What I Like About my Job
I enjoy my job a lot because, in addition to all of the different kinds of technology
it exposes me to, it also requires a lot of teamwork. A spacecraft itself (as well as
many of the subsystems of which it is made) is so complicated that it is almost
impossible for a single person to be able to understand everything that is required to
complete the mission. I spend a large part of my time using both technical and
communication skills (translating something from one technical specialist into something
another specialist can understand). Sometimes, when you realize how complicated someone
else's design really is, it can be a very humbling experience!
Influences
I've always been fascinated by the space program. My earliest memories, when I was
three or four years old, were of when my parents would let my older sister and me stay up
late to watch the Apollo mission launches and landings. Growing up in rural Tennessee,
neither of my parents had a technical background (although my father and I loved to build
model airplanes), but they really worked hard to instill in my sister and me a love of
reading and learning.
My Career Journey
When I left Tennessee to go to college in Boston, I knew that I wanted to get a job
working in the space program. As an undergraduate in college, I studied both engineering
and planetary astronomy. In graduate school, I specialized in control system engineering.

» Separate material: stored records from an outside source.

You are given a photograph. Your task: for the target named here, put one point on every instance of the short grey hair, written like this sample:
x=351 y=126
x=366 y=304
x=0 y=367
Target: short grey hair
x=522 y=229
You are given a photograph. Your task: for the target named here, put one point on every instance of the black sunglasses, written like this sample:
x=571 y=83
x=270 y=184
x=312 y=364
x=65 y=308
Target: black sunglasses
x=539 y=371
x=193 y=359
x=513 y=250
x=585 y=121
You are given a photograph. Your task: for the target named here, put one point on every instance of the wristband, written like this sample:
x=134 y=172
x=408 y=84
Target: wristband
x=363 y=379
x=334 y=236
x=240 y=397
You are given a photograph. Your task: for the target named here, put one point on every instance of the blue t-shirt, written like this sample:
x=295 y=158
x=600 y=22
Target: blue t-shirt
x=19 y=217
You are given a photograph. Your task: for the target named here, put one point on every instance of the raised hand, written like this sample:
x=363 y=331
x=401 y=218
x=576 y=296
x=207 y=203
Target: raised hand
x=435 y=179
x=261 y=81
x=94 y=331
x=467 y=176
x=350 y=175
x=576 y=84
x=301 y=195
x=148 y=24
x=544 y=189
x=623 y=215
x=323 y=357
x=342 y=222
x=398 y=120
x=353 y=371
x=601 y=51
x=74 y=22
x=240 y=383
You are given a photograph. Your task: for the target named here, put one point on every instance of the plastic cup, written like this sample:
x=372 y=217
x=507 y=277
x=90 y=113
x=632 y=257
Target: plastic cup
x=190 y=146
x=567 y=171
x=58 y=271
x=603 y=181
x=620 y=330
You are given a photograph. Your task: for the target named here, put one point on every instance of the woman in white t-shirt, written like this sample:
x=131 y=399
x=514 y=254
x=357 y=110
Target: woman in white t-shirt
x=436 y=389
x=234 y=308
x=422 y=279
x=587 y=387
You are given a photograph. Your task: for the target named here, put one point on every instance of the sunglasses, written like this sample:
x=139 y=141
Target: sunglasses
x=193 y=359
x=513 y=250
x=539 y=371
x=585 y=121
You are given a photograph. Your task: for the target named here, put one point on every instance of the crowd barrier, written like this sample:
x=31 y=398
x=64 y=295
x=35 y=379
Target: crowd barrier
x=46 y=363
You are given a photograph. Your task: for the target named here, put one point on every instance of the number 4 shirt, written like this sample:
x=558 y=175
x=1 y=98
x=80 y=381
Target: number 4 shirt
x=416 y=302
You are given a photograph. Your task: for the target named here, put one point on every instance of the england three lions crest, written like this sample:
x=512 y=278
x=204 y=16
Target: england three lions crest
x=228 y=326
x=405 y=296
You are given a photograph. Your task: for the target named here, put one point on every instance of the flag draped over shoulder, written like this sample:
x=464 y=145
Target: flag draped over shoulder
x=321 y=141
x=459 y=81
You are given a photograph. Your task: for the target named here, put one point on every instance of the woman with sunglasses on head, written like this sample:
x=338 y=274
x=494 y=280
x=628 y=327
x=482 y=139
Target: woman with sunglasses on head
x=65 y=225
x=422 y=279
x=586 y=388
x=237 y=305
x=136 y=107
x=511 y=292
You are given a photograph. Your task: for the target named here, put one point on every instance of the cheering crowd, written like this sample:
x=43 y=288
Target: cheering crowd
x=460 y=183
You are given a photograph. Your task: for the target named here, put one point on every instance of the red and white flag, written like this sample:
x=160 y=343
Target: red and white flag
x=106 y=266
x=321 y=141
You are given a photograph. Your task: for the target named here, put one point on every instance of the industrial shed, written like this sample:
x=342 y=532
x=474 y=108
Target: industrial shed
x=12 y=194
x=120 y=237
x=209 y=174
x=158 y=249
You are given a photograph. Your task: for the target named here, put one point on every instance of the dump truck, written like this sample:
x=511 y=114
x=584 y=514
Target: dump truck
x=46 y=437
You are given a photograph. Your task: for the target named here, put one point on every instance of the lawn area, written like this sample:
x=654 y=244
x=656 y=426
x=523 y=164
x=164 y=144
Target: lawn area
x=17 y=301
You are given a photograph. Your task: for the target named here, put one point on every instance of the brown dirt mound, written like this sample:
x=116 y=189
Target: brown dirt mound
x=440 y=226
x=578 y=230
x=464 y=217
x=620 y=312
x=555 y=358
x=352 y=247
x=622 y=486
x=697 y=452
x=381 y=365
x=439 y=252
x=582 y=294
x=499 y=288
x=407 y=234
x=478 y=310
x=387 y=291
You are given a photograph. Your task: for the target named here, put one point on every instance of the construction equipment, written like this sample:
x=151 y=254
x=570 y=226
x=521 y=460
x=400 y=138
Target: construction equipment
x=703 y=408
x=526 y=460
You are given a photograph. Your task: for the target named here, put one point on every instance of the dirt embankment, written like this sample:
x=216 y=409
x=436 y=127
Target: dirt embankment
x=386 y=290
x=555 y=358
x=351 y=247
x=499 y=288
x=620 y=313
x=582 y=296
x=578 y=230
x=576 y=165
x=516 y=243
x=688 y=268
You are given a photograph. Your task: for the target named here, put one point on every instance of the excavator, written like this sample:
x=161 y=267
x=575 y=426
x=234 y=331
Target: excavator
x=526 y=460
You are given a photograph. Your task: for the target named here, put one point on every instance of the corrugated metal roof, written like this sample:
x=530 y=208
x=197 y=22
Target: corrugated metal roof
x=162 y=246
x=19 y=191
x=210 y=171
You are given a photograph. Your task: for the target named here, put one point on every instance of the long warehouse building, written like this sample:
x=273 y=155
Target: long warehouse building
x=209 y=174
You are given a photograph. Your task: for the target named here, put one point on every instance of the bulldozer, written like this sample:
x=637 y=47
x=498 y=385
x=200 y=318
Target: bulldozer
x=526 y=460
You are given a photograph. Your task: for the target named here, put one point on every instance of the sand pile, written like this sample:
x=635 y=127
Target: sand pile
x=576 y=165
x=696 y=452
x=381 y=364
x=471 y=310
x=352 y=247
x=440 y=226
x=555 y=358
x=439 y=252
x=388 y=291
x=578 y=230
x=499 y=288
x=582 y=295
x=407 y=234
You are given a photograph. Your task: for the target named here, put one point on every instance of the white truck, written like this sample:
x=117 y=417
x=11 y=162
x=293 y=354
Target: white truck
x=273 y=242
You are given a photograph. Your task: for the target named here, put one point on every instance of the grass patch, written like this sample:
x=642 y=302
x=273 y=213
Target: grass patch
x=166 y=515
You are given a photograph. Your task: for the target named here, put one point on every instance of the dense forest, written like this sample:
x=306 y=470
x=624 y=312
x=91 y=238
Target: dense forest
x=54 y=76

When I look back on which classes I enjoyed the most and which ones helped prepare for my
job, the best ones were team design projects - where the class as a whole is given a
project to solve. In these classes, one had to realize quickly that the way to get the
best grade is not to compete against the rest of the class, but rather to cooperate and
take advantage of everyone's strengths so that the final solution is the best possible.
These classes also emphasized the most important skill that any engineer can posses -
problem solving. If you are interested in technology just for its own sake, then you
should become a researcher or a scientist. The mark of a true engineer is someone who can
take all of these neat new tricks of technology and piece them together into something
that someone can use to solve a real-life problem that's facing them.